Rbc3a knockdown reduces expression of cadherins in NC cells.
(A) Quantitative real-time PCR for ecad, ncad, and cdh11 at four timepoints during the onset of NC migration in rbc3a-MO1–injected embryos. ecad expression is significantly down-regulated at 13 hpf and remains low. ncad expression is also significantly reduced by 15 hpf. In contrast, cdh11 expression increases at 12 hpf. Error bars represent triplicate experiments ± SEM. (B–G′) Confocal images of immunohistochemical staining for Ncad (red) in sox10:lyn-gfp transgenics (green) at 11 hpf (B–C′), 14 hpf (D–E′), and 24 hpf (F–G′). Ncad levels are reduced at the membranes of GFP+ cells by 14 hpf in rbc3a-MO1–injected embryos and almost completely absent in the NC of rbc3a-MO1–injected embryos by 24 hpf, while still present at the membrane in surrounding cells. * p<0.05, ** p<0.01. Scale bar, 10 µm.
Figure 7.
Model for Rbc3a and V0a1 functions in NC cells.

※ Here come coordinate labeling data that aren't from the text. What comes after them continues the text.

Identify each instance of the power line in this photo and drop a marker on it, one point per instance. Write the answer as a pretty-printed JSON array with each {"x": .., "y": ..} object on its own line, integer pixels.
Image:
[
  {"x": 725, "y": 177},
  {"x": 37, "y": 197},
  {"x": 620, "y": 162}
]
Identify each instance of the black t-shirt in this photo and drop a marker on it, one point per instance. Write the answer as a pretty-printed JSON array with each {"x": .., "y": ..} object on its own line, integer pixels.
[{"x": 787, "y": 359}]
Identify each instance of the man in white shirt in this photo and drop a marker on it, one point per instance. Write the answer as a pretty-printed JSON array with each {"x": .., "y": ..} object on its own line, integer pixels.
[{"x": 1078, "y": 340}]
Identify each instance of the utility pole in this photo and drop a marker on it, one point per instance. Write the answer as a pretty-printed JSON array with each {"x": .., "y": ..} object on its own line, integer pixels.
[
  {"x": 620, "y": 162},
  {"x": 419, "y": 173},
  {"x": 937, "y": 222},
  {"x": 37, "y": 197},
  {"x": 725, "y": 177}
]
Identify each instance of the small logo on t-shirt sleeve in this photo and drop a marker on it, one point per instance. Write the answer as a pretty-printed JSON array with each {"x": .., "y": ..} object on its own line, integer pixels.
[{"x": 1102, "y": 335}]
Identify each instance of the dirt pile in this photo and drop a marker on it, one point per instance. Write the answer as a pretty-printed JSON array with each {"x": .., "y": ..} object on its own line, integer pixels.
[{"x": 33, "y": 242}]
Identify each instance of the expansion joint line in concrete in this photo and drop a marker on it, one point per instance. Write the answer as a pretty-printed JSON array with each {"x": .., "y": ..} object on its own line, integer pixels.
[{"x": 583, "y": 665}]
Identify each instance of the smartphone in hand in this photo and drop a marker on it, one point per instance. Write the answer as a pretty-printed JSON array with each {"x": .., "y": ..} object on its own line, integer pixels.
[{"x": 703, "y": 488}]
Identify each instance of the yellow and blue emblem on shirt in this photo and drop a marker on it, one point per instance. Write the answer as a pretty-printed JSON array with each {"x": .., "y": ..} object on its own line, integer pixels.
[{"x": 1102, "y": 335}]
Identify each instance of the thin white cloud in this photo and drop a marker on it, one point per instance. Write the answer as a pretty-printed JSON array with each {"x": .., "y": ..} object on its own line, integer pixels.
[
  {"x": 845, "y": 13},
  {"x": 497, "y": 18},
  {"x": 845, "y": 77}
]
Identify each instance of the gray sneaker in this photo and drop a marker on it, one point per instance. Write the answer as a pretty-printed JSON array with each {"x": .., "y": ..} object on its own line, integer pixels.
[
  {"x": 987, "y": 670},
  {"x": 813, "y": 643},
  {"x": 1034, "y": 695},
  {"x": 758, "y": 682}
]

(A) Rbc3a promotes association of a specific v0a1 isoform to early endosomes. In the absence of Rbc3a, endosomes acidify, but do not mature. (B) Rbc3a controls maturation of early endosomes (EE) containing Fz-Wnt complexes to contribute to multivesicular bodies (MVBs), which promote canonical Wnt signaling and EMT. In the absence of Rbc3a (or v0a1), canonical Wnt signaling decreases early (∼11 hpf) and increases later (∼20 hpf). Defects in EE maturation disrupt Fz-Wnt recycling and degradation, producing high levels of Fz-Wnt complexes at the cell membrane and aberrantly high levels of canonical Wnt signaling, which drives NC cells to a pigment progenitor fate.